Electrolytes for Fasting
What is Intermittent Fasting?
Intermittent fasting means you eat only for specific hours of the day, such as eating in an 8-hour time frame and fasting for 16 hours. When you fast, you eat nothing and only drink 0-calorie beverages. You don't gorge yourself when you eat; you eat healthy, nutrient-rich foods.
The idea of intermittent fasting is that our bodies are designed to go without food for a long time, and how we eat whenever we want goes against it. Intermittent fasting may be good for you, with effects like losing or maintaining body weight and reducing your risk of diabetes, cancer, and other diseases.
Types of intermittent fasting
You can find several types of intermittent fasting diet plans online.

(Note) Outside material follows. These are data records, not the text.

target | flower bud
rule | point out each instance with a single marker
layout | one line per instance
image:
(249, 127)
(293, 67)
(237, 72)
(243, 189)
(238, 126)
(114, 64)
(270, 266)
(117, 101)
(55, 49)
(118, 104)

This is the most common plan, where one fasts for 16 hours and eats in an 8-hour window.
This follows days instead of hours. Someone eats for five days typically, and on two days, they only consume 20% of their calories. For 2,000 calories, this means you eat 400 in two days.
This plan involves fasting every other day of the week. Some people will eat limited calories that day, as the 5:2 plan permits, while some will eat as little as possible.
Eat stop eat
This plan makes you fully fast for 24 hours once or twice weekly. However, because this plan is restrictive, you do not want to do it two days in a row.
With the 14:10 method, you fast for 14 hours and eat for 10. This is a less restrictive version of the 16:8 method.
With the Warrior Diet, you only eat raw fruits and vegetables during the day and a massive meal at night in a 4-hour window.
Pros and Cons of Intermittent Fasting
Intermittent fasting is still being researched, but the benefits are promising. It can improve your weight and heart health and reduce your risk of certain diseases. Other pluses can include lowered blood pressure, blood sugar, and inflammation, reduce the risk of age-related diseases, and improve physical and mental strength.
While you should eat healthy, intermittent fasting does not require any intense tracking of caloric intake or meal tracking.
While intermittent fasting has many benefits, it may not suit you. It may not be ideal for people over 65 or children under 18. It may not be suitable for people who have health problems such as diabetes, heart disease, eating disorders, pregnant or breastfeeding people, those with low blood pressure, or those on certain types of medications affecting the blood.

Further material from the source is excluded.